The formula to find the mass of an object is:
mass = volume x density
Given data:
Volume of ethanol (V) = 75.5 mL
Density of ethanol (d) = 0.789 g/cm^3
To use the same units, we need to convert mL to cm³:
1 mL = 1 cm³
So, the volume of ethanol in cm³ is 75.5 cm³.

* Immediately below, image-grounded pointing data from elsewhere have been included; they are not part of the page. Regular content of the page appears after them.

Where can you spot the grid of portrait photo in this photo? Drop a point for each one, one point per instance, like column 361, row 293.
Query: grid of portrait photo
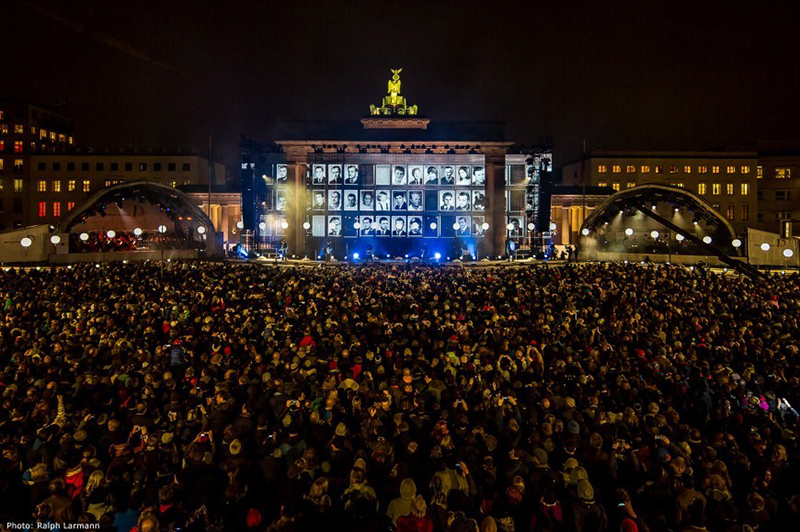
column 412, row 200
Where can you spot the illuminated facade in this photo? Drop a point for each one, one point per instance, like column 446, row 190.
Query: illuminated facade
column 394, row 181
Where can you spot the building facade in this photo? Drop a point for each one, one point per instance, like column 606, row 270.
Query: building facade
column 26, row 131
column 726, row 180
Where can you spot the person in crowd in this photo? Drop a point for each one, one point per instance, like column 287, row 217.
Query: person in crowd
column 228, row 396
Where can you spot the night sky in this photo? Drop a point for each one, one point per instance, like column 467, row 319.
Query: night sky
column 621, row 75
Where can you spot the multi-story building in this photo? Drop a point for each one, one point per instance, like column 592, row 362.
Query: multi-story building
column 727, row 180
column 25, row 130
column 59, row 181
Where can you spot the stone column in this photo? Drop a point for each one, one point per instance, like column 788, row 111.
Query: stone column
column 494, row 239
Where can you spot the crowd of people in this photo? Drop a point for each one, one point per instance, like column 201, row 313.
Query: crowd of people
column 219, row 396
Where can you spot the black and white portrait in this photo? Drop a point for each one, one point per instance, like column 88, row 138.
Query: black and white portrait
column 318, row 174
column 478, row 176
column 334, row 174
column 415, row 200
column 399, row 201
column 351, row 200
column 384, row 226
column 318, row 200
column 398, row 175
column 384, row 202
column 367, row 200
column 366, row 226
column 463, row 198
column 334, row 200
column 431, row 175
column 334, row 226
column 415, row 226
column 463, row 225
column 448, row 176
column 351, row 174
column 462, row 176
column 446, row 200
column 283, row 173
column 478, row 200
column 414, row 175
column 280, row 200
column 399, row 226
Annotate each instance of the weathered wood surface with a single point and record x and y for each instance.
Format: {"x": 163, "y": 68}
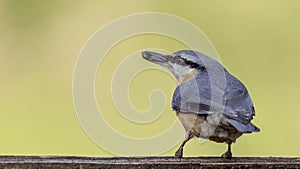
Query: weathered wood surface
{"x": 67, "y": 162}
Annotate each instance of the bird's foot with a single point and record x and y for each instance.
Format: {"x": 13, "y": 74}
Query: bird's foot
{"x": 179, "y": 152}
{"x": 227, "y": 155}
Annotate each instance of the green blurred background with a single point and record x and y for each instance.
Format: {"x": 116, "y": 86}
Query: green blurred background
{"x": 258, "y": 41}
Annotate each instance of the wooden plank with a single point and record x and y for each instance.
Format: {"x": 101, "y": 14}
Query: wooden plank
{"x": 68, "y": 162}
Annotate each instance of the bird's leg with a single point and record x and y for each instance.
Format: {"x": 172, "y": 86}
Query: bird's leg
{"x": 227, "y": 154}
{"x": 180, "y": 149}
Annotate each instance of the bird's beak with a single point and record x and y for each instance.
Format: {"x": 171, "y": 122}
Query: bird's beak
{"x": 157, "y": 58}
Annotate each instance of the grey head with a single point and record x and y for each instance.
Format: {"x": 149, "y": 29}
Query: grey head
{"x": 183, "y": 62}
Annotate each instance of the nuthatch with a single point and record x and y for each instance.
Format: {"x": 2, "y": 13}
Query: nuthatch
{"x": 209, "y": 101}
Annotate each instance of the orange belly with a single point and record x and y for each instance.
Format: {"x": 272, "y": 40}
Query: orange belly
{"x": 212, "y": 126}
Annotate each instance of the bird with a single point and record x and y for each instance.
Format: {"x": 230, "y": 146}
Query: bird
{"x": 209, "y": 101}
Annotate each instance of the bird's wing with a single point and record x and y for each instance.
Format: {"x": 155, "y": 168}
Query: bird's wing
{"x": 193, "y": 96}
{"x": 239, "y": 108}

Now, we can calculate the mass using the formula:
mass = volume x density
mass = 75.5 cm³ x 0.789 g/cm³
mass = 59.5945 g (rounded to 4 decimal places)

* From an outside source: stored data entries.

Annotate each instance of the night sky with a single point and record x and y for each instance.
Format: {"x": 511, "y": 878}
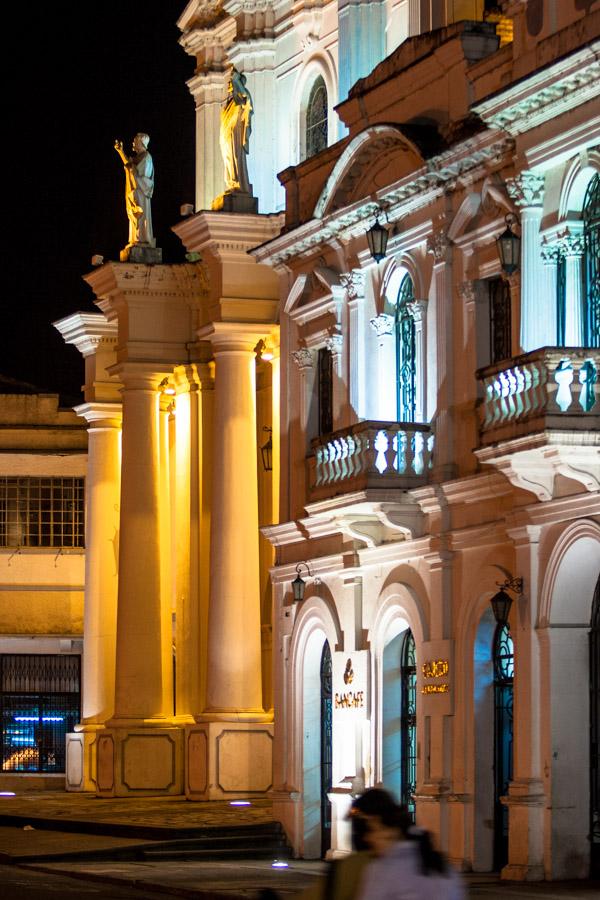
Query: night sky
{"x": 85, "y": 74}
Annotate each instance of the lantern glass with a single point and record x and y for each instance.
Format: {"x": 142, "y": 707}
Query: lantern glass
{"x": 509, "y": 250}
{"x": 377, "y": 238}
{"x": 298, "y": 586}
{"x": 266, "y": 451}
{"x": 501, "y": 604}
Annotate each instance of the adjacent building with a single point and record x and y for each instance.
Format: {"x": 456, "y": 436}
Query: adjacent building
{"x": 43, "y": 450}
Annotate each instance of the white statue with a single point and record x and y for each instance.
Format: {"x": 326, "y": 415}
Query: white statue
{"x": 234, "y": 137}
{"x": 139, "y": 187}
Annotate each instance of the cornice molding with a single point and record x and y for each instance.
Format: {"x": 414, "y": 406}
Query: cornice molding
{"x": 544, "y": 94}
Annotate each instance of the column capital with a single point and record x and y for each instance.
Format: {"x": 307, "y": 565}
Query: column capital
{"x": 334, "y": 344}
{"x": 438, "y": 244}
{"x": 234, "y": 336}
{"x": 354, "y": 283}
{"x": 101, "y": 415}
{"x": 467, "y": 291}
{"x": 86, "y": 331}
{"x": 382, "y": 324}
{"x": 303, "y": 358}
{"x": 526, "y": 189}
{"x": 571, "y": 241}
{"x": 417, "y": 309}
{"x": 140, "y": 376}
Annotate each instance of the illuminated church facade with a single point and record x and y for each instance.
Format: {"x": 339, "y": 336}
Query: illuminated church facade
{"x": 316, "y": 618}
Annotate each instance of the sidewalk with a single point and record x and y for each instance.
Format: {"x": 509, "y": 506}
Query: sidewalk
{"x": 94, "y": 833}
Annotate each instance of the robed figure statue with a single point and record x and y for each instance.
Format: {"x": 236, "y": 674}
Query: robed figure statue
{"x": 234, "y": 139}
{"x": 139, "y": 187}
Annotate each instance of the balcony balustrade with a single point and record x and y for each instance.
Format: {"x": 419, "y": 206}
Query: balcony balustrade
{"x": 554, "y": 388}
{"x": 370, "y": 455}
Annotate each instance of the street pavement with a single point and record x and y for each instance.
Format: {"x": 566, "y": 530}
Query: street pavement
{"x": 58, "y": 844}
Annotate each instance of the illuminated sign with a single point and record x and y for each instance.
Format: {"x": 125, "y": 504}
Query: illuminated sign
{"x": 435, "y": 668}
{"x": 350, "y": 700}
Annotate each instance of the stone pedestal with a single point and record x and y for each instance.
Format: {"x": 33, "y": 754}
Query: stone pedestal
{"x": 236, "y": 201}
{"x": 138, "y": 761}
{"x": 80, "y": 768}
{"x": 141, "y": 253}
{"x": 228, "y": 760}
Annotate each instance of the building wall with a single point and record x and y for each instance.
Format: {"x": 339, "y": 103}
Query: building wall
{"x": 390, "y": 537}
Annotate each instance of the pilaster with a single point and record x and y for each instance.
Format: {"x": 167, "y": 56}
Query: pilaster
{"x": 527, "y": 191}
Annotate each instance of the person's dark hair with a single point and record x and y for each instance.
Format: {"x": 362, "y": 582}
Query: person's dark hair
{"x": 380, "y": 803}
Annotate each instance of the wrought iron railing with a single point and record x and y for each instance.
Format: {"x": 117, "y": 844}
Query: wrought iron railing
{"x": 554, "y": 383}
{"x": 371, "y": 454}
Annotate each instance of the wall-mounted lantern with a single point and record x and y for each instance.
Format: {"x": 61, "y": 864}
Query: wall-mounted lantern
{"x": 509, "y": 246}
{"x": 298, "y": 584}
{"x": 266, "y": 451}
{"x": 501, "y": 602}
{"x": 377, "y": 238}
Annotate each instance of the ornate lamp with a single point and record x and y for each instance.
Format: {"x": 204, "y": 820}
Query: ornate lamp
{"x": 298, "y": 584}
{"x": 509, "y": 247}
{"x": 377, "y": 238}
{"x": 266, "y": 451}
{"x": 502, "y": 602}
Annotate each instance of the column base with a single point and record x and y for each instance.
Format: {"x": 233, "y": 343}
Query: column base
{"x": 522, "y": 873}
{"x": 138, "y": 762}
{"x": 80, "y": 769}
{"x": 228, "y": 760}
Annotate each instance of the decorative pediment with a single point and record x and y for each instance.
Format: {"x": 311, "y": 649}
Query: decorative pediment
{"x": 377, "y": 157}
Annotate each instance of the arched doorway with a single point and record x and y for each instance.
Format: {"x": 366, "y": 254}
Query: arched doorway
{"x": 504, "y": 667}
{"x": 399, "y": 720}
{"x": 595, "y": 736}
{"x": 326, "y": 748}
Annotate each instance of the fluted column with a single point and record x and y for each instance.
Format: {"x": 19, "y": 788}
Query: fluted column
{"x": 234, "y": 686}
{"x": 101, "y": 563}
{"x": 537, "y": 306}
{"x": 572, "y": 246}
{"x": 143, "y": 675}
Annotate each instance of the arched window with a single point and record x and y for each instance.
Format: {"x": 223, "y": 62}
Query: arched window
{"x": 591, "y": 231}
{"x": 316, "y": 118}
{"x": 504, "y": 667}
{"x": 595, "y": 735}
{"x": 408, "y": 722}
{"x": 326, "y": 751}
{"x": 405, "y": 352}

Now that we have the mass of ethanol, we can calculate the energy required to vaporize it using the given heat of vaporization.
Given data:
Heat of vaporization of ethanol (ΔHvap) = 40.5 kJ/mol
Note that the heat of vaporization is given per mole of ethanol, so we need to convert the mass of ethanol to moles.
First, let's find the molar mass of ethanol (C₂H₅OH):
C = 12.01 g/mol (atomic mass of carbon)
H = 1.01 g/mol (atomic mass of hydrogen)
O = 16.00 g/mol (atomic mass of oxygen)
Molar mass of ethanol (C₂H₅OH) = 2(12.01 g/mol) + 6(1.01 g/mol) + 1(16.00 g/mol) = 46.07 g/mol
Now, we can convert the mass of ethanol to moles:
moles = mass / molar mass
moles = 59.5945 g / 46.07 g/mol
moles ≈ 1.2941 mol (rounded to 4 decimal places)
Finally, we can calculate the energy required to vaporize the ethanol using the formula:
Energy = (mass of ethanol) x (heat of vaporization)
Energy = 1.2941 mol x 40.5 kJ / mol
Energy ≈ 52.42 kJ (rounded to 2 decimal places)
Therefore, the energy required to vaporize 75.5 mL of ethanol at its boiling point is approximately 52.42 kJ.